En medio de una ferviente congregación de la ciudad de Mariano Acosta, un adolescente extrovertido y lleno de energía, escuchaba el partido de fútbol en la radio, mientras el predicador instaba al arrepentimiento.
¿Habrá habido entre los allí presentes quienes pudiesen imaginar que, pocos años más tarde, ese mismo adolescente daría literalmente su vida por su fe en Cristo?
¿Quién habría podido vislumbrar que esa incipiente rebeldía sería usada poco después por Dios para resistir a toda una jerarquía militar?
Daniel Gava recibió a Cristo con el mismo entusiasmo que ponía en el fútbol, y aun mucho más, pues estuvo dispuesto no sólo a vivir sino también a morir por Cristo.
Pocos días después de haber aceptado a Jesús como su Señor y Salvador, todo su entorno recibió muestras de ese nuevo nacimiento. La carnicería familiar donde trabajaba, en cuyas paredes había escrito “Viva Independiente” ahora estaba llena de versículos bíblicos.
Su ministerio fue como una estrella fugaz: corto pero impactante. No sólo por su trágico final. Muchas familias recuerdan la clásica visita de Daniel, siempre acompañado por uno o dos de sus amigos, dando un fuerte testimonio de su fe, y al irse, dejar en ellos la fuerte impresión de haber recibido un avivamiento espiritual, una visita de bendición.
Un año después de su conversión, jóvenes de distintas congregaciones se habían reunido a forma de despedida: Daniel partía para hacer el servicio militar.
En la Argentina de la década del 50, ser evangélico no era fácil. Integrante de una pequeñísima minoría dentro de una sociedad fuertemente católica, Daniel partía dispuesto a dar un testimonio totalmente diferente comparado con una religión que bendice las armas.
La Iglesia Católica y la Milicia, eran dos baluartes intocables de nuestra sociedad. Podían derrocarse gobiernos, pero las Fuerzas Armadas y el catolicismo permanecían fuertemente ligados al poder. No había margen para la disensión democrática que hoy disfrutamos. Había que obedecer.

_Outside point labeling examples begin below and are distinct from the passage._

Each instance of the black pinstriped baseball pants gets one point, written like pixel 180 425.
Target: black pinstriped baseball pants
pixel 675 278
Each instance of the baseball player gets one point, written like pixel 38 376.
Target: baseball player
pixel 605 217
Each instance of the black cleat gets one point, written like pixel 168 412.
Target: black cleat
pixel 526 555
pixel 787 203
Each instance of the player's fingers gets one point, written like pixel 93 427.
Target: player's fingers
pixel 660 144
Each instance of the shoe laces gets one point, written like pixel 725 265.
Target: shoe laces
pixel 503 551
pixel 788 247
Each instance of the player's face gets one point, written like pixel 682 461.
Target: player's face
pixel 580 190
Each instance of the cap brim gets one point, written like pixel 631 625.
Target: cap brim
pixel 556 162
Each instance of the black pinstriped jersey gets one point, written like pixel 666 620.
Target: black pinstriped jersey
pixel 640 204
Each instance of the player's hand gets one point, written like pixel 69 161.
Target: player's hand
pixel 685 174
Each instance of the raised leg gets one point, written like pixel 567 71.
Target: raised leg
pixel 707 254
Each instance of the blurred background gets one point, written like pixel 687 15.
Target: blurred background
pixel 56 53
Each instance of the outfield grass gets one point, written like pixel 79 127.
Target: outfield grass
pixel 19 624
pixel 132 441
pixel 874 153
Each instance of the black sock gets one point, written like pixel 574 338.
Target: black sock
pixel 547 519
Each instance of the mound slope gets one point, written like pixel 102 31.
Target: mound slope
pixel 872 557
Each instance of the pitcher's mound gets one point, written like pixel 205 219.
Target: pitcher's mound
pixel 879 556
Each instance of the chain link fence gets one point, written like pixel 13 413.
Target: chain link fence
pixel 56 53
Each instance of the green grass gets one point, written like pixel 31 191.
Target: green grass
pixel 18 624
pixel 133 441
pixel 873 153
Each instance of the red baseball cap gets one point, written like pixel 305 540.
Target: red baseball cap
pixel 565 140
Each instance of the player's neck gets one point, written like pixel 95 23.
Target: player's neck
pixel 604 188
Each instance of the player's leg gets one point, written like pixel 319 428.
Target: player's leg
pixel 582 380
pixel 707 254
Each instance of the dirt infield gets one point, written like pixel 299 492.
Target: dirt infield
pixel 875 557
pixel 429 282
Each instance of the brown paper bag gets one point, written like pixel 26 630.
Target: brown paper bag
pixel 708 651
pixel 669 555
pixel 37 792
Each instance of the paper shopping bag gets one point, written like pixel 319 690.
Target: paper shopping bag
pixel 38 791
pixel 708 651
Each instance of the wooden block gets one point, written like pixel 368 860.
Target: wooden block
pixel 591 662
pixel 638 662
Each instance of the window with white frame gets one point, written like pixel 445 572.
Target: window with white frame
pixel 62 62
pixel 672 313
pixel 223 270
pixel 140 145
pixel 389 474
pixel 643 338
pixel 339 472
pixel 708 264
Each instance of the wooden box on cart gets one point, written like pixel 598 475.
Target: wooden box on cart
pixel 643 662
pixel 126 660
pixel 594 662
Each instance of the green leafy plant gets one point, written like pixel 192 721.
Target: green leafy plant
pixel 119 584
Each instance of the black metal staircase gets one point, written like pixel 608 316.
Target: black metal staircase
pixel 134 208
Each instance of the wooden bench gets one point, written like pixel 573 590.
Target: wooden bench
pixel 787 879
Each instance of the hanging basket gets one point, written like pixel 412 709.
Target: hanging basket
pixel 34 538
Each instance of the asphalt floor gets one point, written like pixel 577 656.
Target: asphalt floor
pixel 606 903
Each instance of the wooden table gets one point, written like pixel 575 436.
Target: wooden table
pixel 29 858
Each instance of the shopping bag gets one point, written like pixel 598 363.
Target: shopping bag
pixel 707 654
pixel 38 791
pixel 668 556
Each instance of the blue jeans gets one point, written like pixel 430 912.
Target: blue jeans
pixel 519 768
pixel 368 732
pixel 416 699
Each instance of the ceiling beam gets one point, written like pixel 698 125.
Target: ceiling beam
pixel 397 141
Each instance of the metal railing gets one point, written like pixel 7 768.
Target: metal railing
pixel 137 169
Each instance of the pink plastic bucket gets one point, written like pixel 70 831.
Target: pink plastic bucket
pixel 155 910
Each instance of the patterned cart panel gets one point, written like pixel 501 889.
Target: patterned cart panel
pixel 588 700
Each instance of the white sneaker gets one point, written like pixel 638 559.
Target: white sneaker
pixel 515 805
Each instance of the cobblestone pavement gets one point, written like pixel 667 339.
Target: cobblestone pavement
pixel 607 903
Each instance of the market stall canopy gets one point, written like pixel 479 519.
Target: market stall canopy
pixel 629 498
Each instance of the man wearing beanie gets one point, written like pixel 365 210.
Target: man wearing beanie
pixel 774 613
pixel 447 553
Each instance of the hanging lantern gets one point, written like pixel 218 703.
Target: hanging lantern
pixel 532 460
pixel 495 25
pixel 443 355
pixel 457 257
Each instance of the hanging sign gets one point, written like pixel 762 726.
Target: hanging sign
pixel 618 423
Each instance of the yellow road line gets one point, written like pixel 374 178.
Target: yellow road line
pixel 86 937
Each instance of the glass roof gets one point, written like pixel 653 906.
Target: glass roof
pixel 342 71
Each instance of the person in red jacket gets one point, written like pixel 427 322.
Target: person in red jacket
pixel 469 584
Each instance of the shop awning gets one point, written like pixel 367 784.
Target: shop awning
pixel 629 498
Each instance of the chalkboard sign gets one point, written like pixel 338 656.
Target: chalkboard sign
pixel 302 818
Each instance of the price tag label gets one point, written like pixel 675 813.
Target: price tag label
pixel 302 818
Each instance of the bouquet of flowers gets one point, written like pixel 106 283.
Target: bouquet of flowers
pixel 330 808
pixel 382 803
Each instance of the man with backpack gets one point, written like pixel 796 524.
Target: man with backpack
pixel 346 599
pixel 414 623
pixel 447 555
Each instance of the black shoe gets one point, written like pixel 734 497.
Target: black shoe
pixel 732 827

Pero Daniel tenía muy claro que había que obedecer a Dios antes que a los hombres, y como un anticipo de lo que sería su lucha, en esa noche de despedida, dijo a los allí presentes: “No me van a ver pelado”.
Hubo quienes lloraron. Y muchos quedaron con un presentimiento amargo en sus corazones...
“No obedecí órdenes que Cristo no hubiera obedecido” decía su telegrama.
Tenía que recurrir al telégrafo pues gran parte de sus cartas eran interceptadas.
Pero algunas de sus cartas que aun hoy se conservan relata los malos tratos que recibía.
Sus “superiores” no podían lograr que él portara un fusil. Se lo tiraban y él lo dejaba caer al suelo. Estaba decido a no portar un arma, aunque para eso tenga que desafiar, él solo, a sus superiores del ejército.
En medio de ese infierno, Daniel siempre encontraba consuelo refugiándose en la oración y la lectura de la Palabra. Y tarareando uno de sus himnos preferidos: “Del amor divino....quién me apartará? ...”
Cuenta uno de sus compañeros del regimiento: “Solían pegarnos “bailes” tremendos, y a él le exigían mucho más, pues lo trataban muy mal. Por la noche, quedábamos todos exhaustos, pero el cansancio no le impedía a Daniel abrir un pequeño librito que llevaba siempre consigo y nos leía la palabra de Dios”.
A sólo 20 días de su reclutamiento, los militares del regimiento de comunicaciones de Choele Choel devolvieron el cuerpo de Daniel a su madre, encerrado en un ataúd. Intentaron disfrazar su muerte diciendo que se había quedado dormido mientras lo llevaban en un camión y se cayó del mismo...pasándole una rueda por encima...
Hay países que sus leyes contemplan los casos de “objetores de conciencia” por lo cual los conscriptos que no quieren portar armas realizan otras tareas dentro de las reparticiones militares, como limpiar, administrativas, etc. Pero en la Argentina nunca se supo lograr un equilibrio en este sentido, y se pasó del servicio militar obligatorio al optativo.
El detonante fue la muerte de otro creyente: el soldado Omar Carrasco.